As the snow flies today, Karen Free will stand in her Breda kitchen and bake and bake and bake.

Her grocery list on Wednesday at Hy-Vee Food Store included the makings of apple pie and chocolate chip cookies as a swarm of other Carroll-area residents stocked up on food to ride out today's storm and its aftermath.

Eggs, bread and milk are usually among the most popular pre-snowstorm items, said Gary Brown, the assistant manager at Hy-Vee, which doubled its workers Wednesday to give customers "stress-free weather shopping."

The stressful snow was expected to strike suddenly this afternoon, which pushed local schools to dismiss class today starting in the late morning.

The storm pummeled parts of Kansas and Missouri before breaching Iowa's southern border before 10 a.m.

In Kansas City, "it went from not really snowing to shutting the city down within three hours," said Karl Jungbluth, a meteorologist for the National Weather Service office in Johnston. "It's falling so fast that it's really going to accumulate quickly."
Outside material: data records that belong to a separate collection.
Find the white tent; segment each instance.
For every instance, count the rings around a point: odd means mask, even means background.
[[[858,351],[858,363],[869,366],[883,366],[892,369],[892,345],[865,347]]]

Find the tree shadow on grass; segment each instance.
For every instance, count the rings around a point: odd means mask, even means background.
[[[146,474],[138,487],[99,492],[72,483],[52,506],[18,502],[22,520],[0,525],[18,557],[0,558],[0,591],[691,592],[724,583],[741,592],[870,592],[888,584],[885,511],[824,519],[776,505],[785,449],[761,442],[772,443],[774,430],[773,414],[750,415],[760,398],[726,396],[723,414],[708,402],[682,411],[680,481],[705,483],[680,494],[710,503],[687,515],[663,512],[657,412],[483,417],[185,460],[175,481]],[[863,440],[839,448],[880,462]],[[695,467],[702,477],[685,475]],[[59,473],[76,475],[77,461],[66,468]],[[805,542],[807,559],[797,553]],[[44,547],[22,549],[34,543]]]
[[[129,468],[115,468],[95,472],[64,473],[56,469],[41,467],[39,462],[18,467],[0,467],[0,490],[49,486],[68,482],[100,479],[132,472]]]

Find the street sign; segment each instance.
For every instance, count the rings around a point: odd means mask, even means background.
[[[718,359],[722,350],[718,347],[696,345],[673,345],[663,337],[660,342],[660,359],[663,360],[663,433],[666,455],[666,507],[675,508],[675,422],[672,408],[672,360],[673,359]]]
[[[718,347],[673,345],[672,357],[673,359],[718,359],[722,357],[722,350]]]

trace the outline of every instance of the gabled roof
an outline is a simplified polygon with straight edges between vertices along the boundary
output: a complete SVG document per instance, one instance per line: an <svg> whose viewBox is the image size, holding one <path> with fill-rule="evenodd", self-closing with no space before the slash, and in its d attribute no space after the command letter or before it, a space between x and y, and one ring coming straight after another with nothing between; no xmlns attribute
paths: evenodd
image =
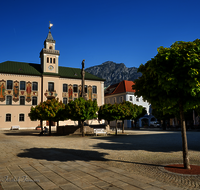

Most of Carroll's anticipated 7 1/2 inches of snow was expected to fall in a six-hour period starting mid-afternoon. Computer predictions show that a similar storm could pound Iowa on Monday.

Better weather predictions have dramatically changed the way people buy groceries when major storms strike, said Robert Kidney, store manager for Fareway. Forecasters have warned about the storm for a week.

"It used to be that people would come rushing in as soon as it started to snow, but it's not like that anymore," he said. "Some people will load up their pantries if they live in the country and they get snow or wind they just don't move for awhile."

Brown said his store doubles its supply of some items leading up to a major storm, and that Hy-Vee sells about twice the groceries the day before the storm as it would on a normal day.

Some Hy-Vee patrons said Wednesday that they were just shopping as they would on any other day.

Kristen and Eric Young, of Breda, said they were just out buying granola bars. Their pantry at home is usually stocked full, they said.

Free, who plans to bake and bake and bake, has two children - one a high school junior, one in kindergarten at Kuemper Catholic schools - who got the freedom to toss groceries they wanted in the shopping cart as they wheeled the Hy-Vee aisles on Wednesday.

The grocery bill is usually a bit higher before a snowstorm, Free said.